FXトレードは取引期間によって分類されますが、一回の取引を数秒~数分という非常に短い時間内におこなう手法を「スキャルピング」といいます。
スキャルピングは瞬間的に売買の判断をしなければならないので、為替が「どのように動くのか」「どこで決済すればいいのか」ということを瞬時に判断し、決済する技能が必要です。そのため、スキャルピングはベテラントレーダー向きのトレード手法だといわれ、初心者トレーダーには難しい手法とされています。
スキャルピングの特徴
1回ごとの利益と損失幅が小さい
スキャルピングでは、1回あたりの利益や損益は大きくありません。取引が完結するまでの時間が短いために為替相場が大きく動くことが少ないからです。
突発的な金融危機などのタイミングでトレードすれば大きなマイナスを被る恐れはありますが、常識的には数秒~数分間の間にロスカットまで行くような為替変動は起こりにくいと考えられます。
通信環境に左右される
スキャルピングは一瞬の値動きが利益に大きく影響する手法なので、通信環境が悪いとスリッページ(注文価格と約定価格がずれること)が大きくなり、思い通りの為替で取引できない可能性があります。
FX会社の約定力に左右される
スリッページはトレーダーの通信環境とともに、FX会社のシステムの能力にも左右されます。
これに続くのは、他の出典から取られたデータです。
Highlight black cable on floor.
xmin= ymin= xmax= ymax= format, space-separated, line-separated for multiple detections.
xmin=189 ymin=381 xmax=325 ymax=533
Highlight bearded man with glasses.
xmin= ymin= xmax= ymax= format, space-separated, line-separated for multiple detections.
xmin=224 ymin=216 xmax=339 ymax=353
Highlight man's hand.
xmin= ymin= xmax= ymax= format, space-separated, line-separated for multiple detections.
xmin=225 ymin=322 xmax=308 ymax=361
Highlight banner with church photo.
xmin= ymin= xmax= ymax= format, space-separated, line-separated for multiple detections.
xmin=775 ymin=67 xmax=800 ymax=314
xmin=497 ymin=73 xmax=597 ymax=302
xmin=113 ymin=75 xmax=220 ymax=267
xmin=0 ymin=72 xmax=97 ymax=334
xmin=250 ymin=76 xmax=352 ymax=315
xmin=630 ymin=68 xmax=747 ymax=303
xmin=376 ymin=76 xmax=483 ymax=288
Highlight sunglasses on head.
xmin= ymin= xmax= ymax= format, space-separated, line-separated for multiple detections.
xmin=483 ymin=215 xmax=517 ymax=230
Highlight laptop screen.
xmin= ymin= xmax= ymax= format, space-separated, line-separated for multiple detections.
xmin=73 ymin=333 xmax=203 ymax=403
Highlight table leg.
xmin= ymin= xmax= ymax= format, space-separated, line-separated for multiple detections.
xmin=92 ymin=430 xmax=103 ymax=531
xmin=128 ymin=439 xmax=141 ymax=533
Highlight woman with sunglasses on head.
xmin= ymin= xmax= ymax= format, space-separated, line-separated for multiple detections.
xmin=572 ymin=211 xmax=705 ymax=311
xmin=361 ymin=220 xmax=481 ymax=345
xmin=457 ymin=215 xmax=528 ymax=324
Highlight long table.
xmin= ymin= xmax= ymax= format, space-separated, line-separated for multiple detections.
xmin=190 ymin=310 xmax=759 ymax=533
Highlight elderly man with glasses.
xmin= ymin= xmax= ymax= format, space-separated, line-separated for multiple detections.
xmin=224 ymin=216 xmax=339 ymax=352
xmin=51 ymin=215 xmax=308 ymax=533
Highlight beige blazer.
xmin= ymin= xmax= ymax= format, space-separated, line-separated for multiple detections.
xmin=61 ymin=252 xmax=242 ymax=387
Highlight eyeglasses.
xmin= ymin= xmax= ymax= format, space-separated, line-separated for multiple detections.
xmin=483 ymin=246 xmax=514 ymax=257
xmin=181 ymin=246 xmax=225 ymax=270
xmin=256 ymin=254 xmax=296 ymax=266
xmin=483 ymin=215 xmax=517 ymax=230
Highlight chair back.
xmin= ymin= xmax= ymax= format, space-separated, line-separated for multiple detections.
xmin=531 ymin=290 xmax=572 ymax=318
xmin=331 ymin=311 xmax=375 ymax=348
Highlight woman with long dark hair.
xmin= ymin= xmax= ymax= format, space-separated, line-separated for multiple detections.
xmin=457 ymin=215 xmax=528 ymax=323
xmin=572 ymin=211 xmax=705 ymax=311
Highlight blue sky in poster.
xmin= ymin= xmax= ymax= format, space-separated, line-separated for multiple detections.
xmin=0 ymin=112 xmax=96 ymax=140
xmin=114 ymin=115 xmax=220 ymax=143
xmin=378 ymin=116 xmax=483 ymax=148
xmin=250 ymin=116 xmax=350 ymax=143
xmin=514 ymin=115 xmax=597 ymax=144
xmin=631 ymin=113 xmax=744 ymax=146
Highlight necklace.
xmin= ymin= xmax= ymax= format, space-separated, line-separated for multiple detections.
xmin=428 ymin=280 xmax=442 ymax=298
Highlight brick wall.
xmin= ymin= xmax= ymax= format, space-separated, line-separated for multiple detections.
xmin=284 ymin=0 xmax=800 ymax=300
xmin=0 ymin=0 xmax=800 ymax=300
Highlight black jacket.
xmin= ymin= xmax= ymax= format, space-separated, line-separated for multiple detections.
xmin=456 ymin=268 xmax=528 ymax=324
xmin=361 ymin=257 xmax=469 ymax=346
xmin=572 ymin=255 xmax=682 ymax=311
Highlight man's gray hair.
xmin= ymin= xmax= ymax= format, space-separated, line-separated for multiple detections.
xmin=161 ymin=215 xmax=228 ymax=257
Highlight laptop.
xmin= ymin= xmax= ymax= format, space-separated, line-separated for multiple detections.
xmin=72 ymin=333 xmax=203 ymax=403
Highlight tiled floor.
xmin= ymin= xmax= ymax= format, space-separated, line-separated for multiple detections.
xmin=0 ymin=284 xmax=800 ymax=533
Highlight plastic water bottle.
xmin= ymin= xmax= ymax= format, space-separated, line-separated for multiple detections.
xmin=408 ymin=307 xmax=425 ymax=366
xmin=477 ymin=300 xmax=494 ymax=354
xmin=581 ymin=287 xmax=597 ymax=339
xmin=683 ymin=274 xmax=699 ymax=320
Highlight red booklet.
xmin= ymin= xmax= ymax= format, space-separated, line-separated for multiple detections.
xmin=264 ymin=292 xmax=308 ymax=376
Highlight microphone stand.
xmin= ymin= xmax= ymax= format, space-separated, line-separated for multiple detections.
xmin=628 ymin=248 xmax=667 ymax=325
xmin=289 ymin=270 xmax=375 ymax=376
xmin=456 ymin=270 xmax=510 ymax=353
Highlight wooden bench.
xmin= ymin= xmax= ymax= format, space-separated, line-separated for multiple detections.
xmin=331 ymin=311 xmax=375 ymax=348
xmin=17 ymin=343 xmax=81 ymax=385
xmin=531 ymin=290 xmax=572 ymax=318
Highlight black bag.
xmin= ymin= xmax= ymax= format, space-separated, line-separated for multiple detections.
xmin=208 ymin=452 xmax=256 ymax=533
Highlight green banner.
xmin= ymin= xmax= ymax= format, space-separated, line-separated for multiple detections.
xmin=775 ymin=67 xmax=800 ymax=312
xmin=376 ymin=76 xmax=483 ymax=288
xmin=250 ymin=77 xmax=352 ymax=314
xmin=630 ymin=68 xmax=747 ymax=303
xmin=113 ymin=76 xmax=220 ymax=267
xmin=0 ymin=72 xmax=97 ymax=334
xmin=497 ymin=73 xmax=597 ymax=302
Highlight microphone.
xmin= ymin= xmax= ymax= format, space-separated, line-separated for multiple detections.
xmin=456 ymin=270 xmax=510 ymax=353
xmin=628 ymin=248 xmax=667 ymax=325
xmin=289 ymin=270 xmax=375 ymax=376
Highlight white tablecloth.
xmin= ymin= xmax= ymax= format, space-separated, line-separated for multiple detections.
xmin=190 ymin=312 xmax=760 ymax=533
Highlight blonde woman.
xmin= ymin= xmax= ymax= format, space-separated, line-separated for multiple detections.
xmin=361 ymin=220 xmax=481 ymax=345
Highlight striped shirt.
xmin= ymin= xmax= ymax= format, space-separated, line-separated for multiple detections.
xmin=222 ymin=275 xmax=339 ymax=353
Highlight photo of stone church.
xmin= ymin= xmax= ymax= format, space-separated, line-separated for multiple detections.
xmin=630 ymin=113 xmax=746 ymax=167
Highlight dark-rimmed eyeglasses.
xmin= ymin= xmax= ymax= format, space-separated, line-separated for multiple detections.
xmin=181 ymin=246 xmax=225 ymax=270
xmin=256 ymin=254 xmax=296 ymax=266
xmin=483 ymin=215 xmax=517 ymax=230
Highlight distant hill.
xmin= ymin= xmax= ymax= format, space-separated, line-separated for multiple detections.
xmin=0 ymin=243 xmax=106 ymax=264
FX会社のサーバーが脆弱だとスリッページが大きくなる(約定力が低くなる)ので、口座開設する際には、サーバーが堅牢な会社を選ぶようにしましょう。
スリッページやFX会社の約定力の差は小さな金額です。しかし利益幅の小さいスキャルピングにおいては、スイングトレードなど長い時間の取引よりも経費の違いをシビアにとらえるべきです。
スキャルピングが危険だといわれる理由
やみくもにエントリーしやすい
4時間足や日足では膠着状態であっても、1分足や5分足の短時間チャートで見るとときに大きなトレンドが発生しているように見える場合があります。このような場面で、一定の値幅があるためにやみくもにエントリーして負けてしまうことが往々にしてあります。
大きく利益を狙ってハマるケースが多い
スキャルピングは「チリも積もれば山となる」のことわざ通り、1回のトレードで狙う値幅は小さくコツコツと利益を積み上げるトレード手法です。その原点を忘れてしまうと、積み重なった損を1発で取り返そうとして泥沼にハマるケースが見られます。
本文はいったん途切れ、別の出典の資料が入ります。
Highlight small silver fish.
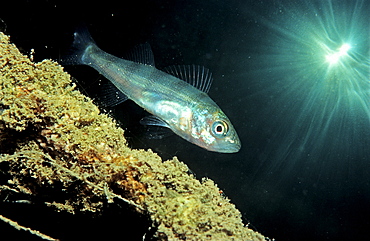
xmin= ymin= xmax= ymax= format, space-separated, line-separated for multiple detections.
xmin=63 ymin=28 xmax=241 ymax=153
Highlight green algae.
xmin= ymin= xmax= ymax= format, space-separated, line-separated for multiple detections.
xmin=0 ymin=33 xmax=265 ymax=240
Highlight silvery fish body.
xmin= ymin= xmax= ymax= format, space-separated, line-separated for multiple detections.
xmin=65 ymin=29 xmax=241 ymax=153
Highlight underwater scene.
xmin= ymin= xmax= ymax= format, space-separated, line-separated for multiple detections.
xmin=0 ymin=0 xmax=370 ymax=241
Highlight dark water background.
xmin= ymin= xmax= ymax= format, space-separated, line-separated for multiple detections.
xmin=0 ymin=0 xmax=370 ymax=240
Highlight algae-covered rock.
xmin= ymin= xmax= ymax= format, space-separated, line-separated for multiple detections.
xmin=0 ymin=33 xmax=264 ymax=240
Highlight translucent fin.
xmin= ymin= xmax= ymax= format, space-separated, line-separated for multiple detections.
xmin=140 ymin=115 xmax=173 ymax=139
xmin=164 ymin=65 xmax=213 ymax=93
xmin=124 ymin=43 xmax=155 ymax=66
xmin=98 ymin=81 xmax=128 ymax=107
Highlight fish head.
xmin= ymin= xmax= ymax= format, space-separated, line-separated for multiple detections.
xmin=190 ymin=106 xmax=241 ymax=153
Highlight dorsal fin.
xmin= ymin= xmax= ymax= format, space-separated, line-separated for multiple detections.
xmin=124 ymin=43 xmax=154 ymax=66
xmin=98 ymin=80 xmax=128 ymax=107
xmin=164 ymin=65 xmax=213 ymax=93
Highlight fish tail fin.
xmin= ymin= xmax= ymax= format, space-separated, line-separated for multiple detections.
xmin=61 ymin=25 xmax=96 ymax=65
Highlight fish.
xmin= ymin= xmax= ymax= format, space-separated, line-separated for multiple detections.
xmin=62 ymin=27 xmax=241 ymax=153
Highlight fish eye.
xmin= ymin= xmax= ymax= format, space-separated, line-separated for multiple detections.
xmin=212 ymin=121 xmax=229 ymax=137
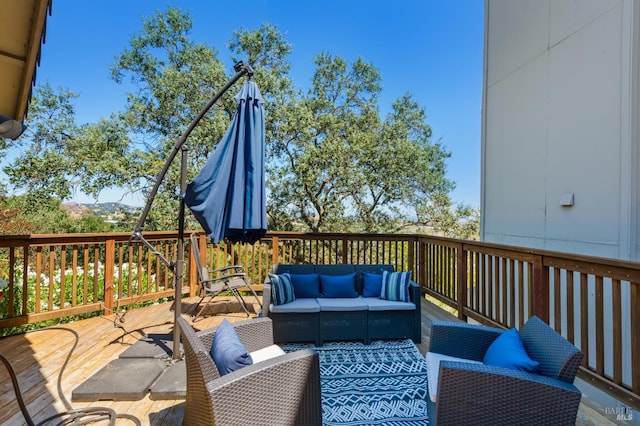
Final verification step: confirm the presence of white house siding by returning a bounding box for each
[481,0,640,260]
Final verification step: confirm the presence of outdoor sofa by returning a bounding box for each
[426,316,583,426]
[262,264,421,346]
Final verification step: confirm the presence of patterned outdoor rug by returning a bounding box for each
[282,340,428,426]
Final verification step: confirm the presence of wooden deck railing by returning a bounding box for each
[0,232,640,408]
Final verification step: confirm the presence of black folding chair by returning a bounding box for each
[190,234,260,321]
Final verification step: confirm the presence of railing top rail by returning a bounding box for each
[0,230,640,270]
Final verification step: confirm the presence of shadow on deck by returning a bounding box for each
[0,298,630,426]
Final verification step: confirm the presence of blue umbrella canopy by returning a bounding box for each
[184,80,267,244]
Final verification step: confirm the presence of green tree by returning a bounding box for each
[0,7,476,238]
[269,53,454,232]
[3,83,131,203]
「コツコツドカン」で負けてしまう典型的なパターンです。
スキャルピングはトレード経験が必要
「エントリーポイントを見つける」ことが中心
スキャルピングはエントリーのタイミングが最重要となるトレードです。スキャルピングで好成績をあげるためには、トレードに関するルールを決め、ルールに従ってトレードを続けることが重要ですが、その前提として短時間の相場の動きを読んで対応する経験が問われるのです。
スキャルピングによる思わぬ効果も
スキャルピングは一回の取引完結までの時間が短いために、メンタル面が安定しやすいという思わぬ効果があります。
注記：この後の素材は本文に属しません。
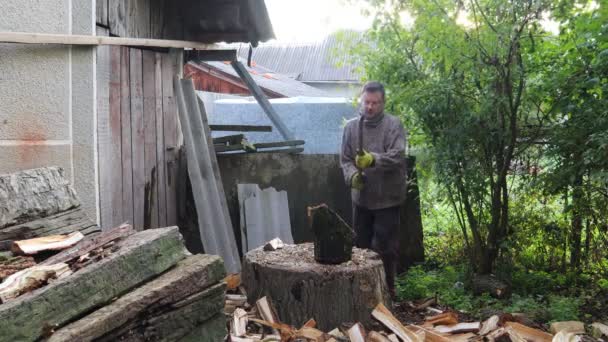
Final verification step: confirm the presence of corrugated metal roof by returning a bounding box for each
[238,33,362,82]
[189,62,328,97]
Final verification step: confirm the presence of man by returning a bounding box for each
[340,82,406,296]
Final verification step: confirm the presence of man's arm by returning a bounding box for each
[371,121,406,169]
[340,124,357,186]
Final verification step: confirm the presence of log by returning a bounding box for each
[40,224,135,265]
[372,304,421,342]
[0,227,186,341]
[308,204,354,264]
[0,256,36,280]
[96,284,227,342]
[242,243,390,331]
[11,232,84,255]
[0,263,71,303]
[48,254,225,342]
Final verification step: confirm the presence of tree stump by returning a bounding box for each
[308,204,355,264]
[242,243,390,331]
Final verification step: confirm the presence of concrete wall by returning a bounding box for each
[0,0,98,220]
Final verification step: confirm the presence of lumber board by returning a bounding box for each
[231,60,293,140]
[0,227,186,341]
[0,31,227,50]
[0,166,80,230]
[0,207,100,250]
[129,48,146,230]
[98,284,226,342]
[49,254,225,342]
[209,125,272,132]
[154,52,167,227]
[119,46,135,227]
[40,224,135,265]
[174,77,241,273]
[142,51,159,229]
[161,52,179,224]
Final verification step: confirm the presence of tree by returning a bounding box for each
[358,0,564,274]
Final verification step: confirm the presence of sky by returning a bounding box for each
[265,0,372,42]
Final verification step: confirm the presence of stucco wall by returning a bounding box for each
[0,0,98,220]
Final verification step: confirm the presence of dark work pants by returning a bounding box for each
[353,204,399,294]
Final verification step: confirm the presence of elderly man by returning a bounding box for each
[340,82,406,296]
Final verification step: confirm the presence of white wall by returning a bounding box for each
[0,0,99,221]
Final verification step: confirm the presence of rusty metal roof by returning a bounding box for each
[233,33,362,82]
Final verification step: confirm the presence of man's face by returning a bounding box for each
[361,91,384,119]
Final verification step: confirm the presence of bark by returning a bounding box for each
[242,243,390,331]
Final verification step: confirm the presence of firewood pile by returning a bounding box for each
[224,275,608,342]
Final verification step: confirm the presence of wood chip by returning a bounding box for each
[348,323,367,342]
[434,322,481,334]
[230,308,248,337]
[11,232,84,255]
[479,315,500,336]
[0,263,70,303]
[505,322,553,342]
[372,303,419,342]
[264,238,285,252]
[426,311,458,325]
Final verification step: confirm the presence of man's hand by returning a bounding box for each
[350,172,365,191]
[355,150,374,169]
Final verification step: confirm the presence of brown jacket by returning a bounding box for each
[340,113,406,210]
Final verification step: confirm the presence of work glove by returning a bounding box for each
[355,150,374,169]
[350,172,365,191]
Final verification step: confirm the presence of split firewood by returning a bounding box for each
[435,322,481,334]
[367,331,391,342]
[372,303,421,342]
[40,224,135,265]
[348,323,367,342]
[11,232,84,255]
[0,256,36,280]
[591,322,608,338]
[230,308,248,337]
[264,238,285,252]
[0,263,71,303]
[549,321,585,334]
[552,330,582,342]
[408,325,452,342]
[426,311,458,325]
[505,322,553,342]
[479,315,500,336]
スイングトレードで含み損が出ていると、気になってあまりよく寝られないこともありますが、スキャルピングはトレーダーがチャートと向き合っている時間内で取引が完結するため、心配を一晩持ち越す心配がありません。したがって、ポジションを保有している間、為替の動きが気になってしかたないトレーダーにとっては、スキャルピングは精神面での安定に寄与するかもしれません。ただし、勝ち負けは別の問題なのでご注意を。
スキャルピング禁止の噂は本当か
FX会社によっては、スキャルピングが禁止されているという話をときどき耳にしますが、結論からいえば、多くのFX会社では短時間での注文を繰り返す行為を禁止していますが、スキャルピングそのものを禁止しているわけではありません。
カバー取引が間に合わない
カバー取引とは「トレーダーの注文を受けてから、FX会社が対応取引すること」です。
トレーダーがFX会社からドルを購入する場合、FX会社はドルを売って、さらに市場からドルを仕入れます。しかし、あまりにも短時間に多くの注文がくると対応できない可能性があるため、短時間での注文を繰り返しおこなう行為が禁止されているのです。
サーバーへの負担が大きくなる
スキャルピングのような超短期取引が増えると注文の数が莫大に増えるため、FX会社のサーバーに大きな負担がかかり取引に影響が出てしまいます。その結果、取引への安全性が確保できなくなることも懸念されるため、短期取引の繰り返し行為は禁止されています。
短時間での注文を繰り返して口座を凍結される場合も
つまり、スキャルピングを「短時間で繰り返しおこなう」場合は、FX会社の禁止行為に該当する可能性があるということであり、最悪の場合口座を凍結される恐れがあります。
口座を凍結されると、取引ができなくなってしまいます。不安に感じる場合は、取引しているFX会社に短期取引の基準を確認しましょう。